Abstract

The ad hoc retrieval task aims at ranking relevant documents to a user query such that the most relevant documents are ranked higher compared to less relevant ones. Given the performance of the ad hoc retrieval task can vary across a range of queries, researchers have extensively explored the interrelated task of query performance prediction, which aims at estimating the quality of the search results for a user query without having access to relevance judgments. Traditionally and to-date, the two tasks have been explored as separate tasks where ad hoc retrieval and query performance prediction have been performed in isolation. In this paper, we propose to learn joint tasks that would perform ad hoc retrieval and at the same time predict the quality of the produced rankings.
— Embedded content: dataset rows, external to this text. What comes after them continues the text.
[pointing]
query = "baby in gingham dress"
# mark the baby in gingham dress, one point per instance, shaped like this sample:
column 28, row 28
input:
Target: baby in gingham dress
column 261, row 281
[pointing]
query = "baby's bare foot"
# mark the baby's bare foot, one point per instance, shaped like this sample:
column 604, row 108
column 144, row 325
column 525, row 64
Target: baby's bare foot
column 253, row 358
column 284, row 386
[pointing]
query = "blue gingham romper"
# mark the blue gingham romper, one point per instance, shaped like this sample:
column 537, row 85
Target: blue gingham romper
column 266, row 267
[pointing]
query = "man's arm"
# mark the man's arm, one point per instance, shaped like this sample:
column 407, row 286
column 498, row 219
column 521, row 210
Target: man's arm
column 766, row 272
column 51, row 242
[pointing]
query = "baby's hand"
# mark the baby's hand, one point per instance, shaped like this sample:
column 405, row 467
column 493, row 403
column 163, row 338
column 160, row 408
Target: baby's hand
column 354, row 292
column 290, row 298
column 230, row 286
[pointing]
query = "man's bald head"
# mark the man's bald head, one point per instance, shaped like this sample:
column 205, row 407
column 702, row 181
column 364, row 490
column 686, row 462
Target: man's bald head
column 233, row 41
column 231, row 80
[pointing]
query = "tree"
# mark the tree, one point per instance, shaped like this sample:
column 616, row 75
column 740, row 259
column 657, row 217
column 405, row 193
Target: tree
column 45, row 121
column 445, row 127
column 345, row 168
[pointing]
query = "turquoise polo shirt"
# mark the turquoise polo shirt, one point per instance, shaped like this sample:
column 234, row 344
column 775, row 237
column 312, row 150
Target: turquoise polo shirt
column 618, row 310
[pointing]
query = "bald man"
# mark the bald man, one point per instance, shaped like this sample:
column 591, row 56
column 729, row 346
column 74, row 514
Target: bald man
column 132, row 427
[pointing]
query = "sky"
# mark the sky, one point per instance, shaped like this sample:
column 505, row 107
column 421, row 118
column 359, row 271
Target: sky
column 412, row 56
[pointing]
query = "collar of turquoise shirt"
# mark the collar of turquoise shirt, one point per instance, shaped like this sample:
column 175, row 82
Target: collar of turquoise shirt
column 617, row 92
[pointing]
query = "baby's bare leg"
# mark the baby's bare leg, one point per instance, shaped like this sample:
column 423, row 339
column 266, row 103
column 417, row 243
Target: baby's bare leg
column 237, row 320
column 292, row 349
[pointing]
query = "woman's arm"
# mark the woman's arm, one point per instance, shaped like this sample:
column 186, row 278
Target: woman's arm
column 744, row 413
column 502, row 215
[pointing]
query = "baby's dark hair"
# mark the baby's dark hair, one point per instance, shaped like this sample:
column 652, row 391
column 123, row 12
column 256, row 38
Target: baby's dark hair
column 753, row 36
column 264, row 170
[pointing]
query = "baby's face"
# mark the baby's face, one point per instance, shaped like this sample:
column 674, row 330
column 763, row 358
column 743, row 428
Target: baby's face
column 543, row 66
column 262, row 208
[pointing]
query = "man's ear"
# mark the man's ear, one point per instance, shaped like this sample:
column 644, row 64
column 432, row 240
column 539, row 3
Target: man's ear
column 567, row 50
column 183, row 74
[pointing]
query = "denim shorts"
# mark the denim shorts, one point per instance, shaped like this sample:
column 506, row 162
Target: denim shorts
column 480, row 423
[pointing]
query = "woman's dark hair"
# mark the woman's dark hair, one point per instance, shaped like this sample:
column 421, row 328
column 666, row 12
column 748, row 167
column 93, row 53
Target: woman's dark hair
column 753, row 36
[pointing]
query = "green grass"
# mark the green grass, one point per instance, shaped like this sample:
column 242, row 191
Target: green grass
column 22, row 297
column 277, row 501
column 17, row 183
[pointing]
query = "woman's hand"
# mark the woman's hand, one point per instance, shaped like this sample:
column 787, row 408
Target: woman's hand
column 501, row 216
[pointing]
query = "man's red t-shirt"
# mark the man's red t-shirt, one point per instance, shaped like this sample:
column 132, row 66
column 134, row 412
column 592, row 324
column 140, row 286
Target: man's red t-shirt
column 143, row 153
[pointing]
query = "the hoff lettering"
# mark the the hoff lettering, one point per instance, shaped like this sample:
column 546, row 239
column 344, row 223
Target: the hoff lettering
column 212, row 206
More specifically, we propose a multi-task learning approach, called Multi-task Query Performance Prediction Framework (M-QPPF), which learns document ranking and query performance prediction tasks simultaneously. In M-QPPF, we adopt a shared BERT layer, which is fine-tuned to learn representations for query-document pairs in the embedding space such that the representations effectively encode the cross-interaction between the query and documents. In addition, we include additional yet separate layers to capture task-specific characteristics. We perform comprehensive experiments against state-of-the-art methods in the query performance prediction and ranking tasks over large-scale datasets including the MS MARCO and TREC DL datasets. The improvements measure up to 18.8% on MS MARCO dataset with a Pearson correlation of 0.604, which is superior to the performance of any state-of-the-art baseline in the query performance prediction task.